In the midst of the pandemic, Roberts was sworn in as president-elect of MPI Southern California Chapter. That added a whole new level of stress and connection. “You have to stay connected even when you are feeling emotionally fried,” he says.

Pre-pandemic, Roberts was already trying to figure out how to get his master’s degree, so he could qualify to be a full-time professor. The pandemic gave him time to focus on his virtual studies for a master’s in music business from Berklee College of Music in Boston. “I am trying to set it up so when things go back to in-person events, I will be a full-time professor and DJ—the two things I love,” he explains.

As an entrepreneur, Roberts sees his hard-won experience as an upsell for when he is back in the ballroom. He worries about maintaining his rate—the DJ-ing business has gone through a reset and people are now offering their services on the cheap. One upside: He discovered the power of offering merch on his website, which can make you money even while you sleep.
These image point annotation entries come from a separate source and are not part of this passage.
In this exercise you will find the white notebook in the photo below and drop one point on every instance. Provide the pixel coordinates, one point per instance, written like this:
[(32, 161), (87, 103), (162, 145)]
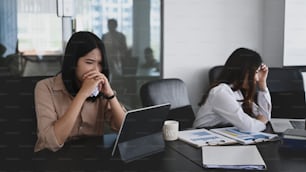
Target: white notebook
[(245, 137), (232, 157), (203, 137)]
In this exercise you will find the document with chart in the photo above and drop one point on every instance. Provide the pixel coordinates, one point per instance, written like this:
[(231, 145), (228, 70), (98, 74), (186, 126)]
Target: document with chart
[(245, 137), (203, 137)]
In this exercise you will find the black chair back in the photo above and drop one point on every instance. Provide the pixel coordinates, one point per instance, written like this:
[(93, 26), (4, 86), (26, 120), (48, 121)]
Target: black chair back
[(286, 87)]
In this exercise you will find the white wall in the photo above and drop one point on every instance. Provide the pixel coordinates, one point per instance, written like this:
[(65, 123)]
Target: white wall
[(199, 34)]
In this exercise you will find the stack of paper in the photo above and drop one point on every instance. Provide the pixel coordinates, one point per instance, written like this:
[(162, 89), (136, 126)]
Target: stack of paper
[(232, 157), (245, 137), (294, 138), (203, 137)]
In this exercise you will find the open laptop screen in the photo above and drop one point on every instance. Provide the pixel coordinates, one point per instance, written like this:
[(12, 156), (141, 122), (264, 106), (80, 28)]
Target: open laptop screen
[(142, 123)]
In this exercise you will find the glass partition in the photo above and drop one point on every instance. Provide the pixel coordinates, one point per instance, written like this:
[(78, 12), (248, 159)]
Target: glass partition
[(43, 28)]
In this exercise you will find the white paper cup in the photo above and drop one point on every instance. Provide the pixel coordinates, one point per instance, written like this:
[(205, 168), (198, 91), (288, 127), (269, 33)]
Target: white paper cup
[(170, 130)]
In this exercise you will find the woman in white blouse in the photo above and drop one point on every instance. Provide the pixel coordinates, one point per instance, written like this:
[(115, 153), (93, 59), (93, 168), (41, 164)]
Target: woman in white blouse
[(231, 99)]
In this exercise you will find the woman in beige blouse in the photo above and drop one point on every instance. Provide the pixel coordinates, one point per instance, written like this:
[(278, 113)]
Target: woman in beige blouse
[(79, 100)]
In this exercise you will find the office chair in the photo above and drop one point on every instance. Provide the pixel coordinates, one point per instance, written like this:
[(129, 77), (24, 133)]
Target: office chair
[(287, 92), (171, 91), (214, 73)]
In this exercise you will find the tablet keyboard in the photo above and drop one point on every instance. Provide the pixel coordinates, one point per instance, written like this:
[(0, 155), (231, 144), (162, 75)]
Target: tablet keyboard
[(298, 124)]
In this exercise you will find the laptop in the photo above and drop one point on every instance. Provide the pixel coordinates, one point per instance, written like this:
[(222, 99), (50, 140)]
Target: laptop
[(140, 134), (279, 125)]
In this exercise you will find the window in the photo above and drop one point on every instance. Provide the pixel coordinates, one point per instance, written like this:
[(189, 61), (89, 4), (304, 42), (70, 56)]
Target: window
[(41, 31)]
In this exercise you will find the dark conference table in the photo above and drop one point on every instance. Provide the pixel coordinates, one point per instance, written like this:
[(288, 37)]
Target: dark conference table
[(91, 154)]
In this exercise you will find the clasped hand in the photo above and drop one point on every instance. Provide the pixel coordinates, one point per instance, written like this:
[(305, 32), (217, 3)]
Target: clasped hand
[(93, 79)]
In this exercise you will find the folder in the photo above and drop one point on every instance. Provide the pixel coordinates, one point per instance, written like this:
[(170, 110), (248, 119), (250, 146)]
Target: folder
[(245, 157)]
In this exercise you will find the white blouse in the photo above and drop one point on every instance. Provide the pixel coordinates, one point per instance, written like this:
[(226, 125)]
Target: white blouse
[(222, 108)]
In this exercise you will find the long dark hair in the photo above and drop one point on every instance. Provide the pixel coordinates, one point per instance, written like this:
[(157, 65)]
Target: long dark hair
[(78, 46), (241, 64)]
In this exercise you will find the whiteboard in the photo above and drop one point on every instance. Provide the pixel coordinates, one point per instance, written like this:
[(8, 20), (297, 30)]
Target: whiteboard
[(295, 33)]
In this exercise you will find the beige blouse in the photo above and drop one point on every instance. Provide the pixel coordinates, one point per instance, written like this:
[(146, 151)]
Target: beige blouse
[(51, 102)]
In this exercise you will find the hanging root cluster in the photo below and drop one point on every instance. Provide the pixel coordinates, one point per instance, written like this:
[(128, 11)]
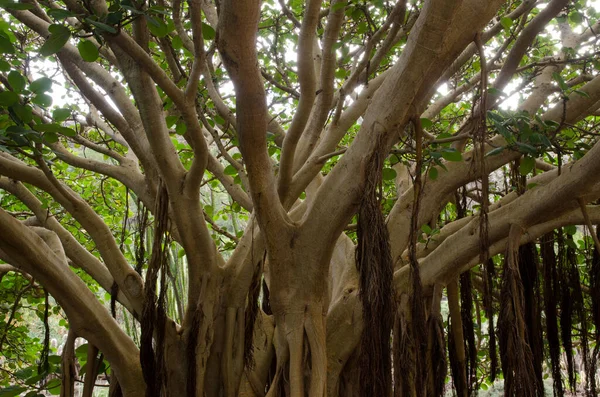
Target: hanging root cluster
[(153, 312), (517, 360), (374, 263), (550, 305)]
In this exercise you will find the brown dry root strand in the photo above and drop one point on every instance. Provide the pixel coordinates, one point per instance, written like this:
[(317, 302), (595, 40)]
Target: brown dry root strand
[(67, 387), (114, 389), (489, 274), (375, 267), (550, 305), (251, 313), (515, 353), (579, 311), (153, 315), (466, 312), (91, 373), (301, 353), (436, 347), (528, 268), (456, 345), (232, 363), (200, 336), (595, 298), (404, 352), (566, 310)]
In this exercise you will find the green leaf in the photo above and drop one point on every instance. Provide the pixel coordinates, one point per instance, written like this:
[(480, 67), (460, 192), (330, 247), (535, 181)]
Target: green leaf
[(60, 13), (338, 6), (341, 73), (506, 22), (12, 391), (23, 112), (59, 35), (576, 17), (496, 92), (171, 120), (526, 166), (157, 26), (88, 51), (50, 137), (40, 85), (9, 5), (230, 170), (208, 33), (451, 155), (426, 123), (8, 98), (55, 128), (561, 82), (526, 149), (6, 46), (101, 26), (16, 81), (181, 128), (433, 173), (61, 114), (388, 174), (43, 100)]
“You have to know your worth and add tax,” he quips.

His advice to that unsuspecting January 2020 self? “Don’t hesitate to step into it. Make mistakes. Take it in little pieces. Embrace the people you meet online (not literally).”

He pledges that the post-Covid Roberts will be more selective about what jobs he takes, with a focus on quality, not quantity. He will continue to stream on Twitch and hopes to pivot those skills to hosting interactive games at hybrid corporate events.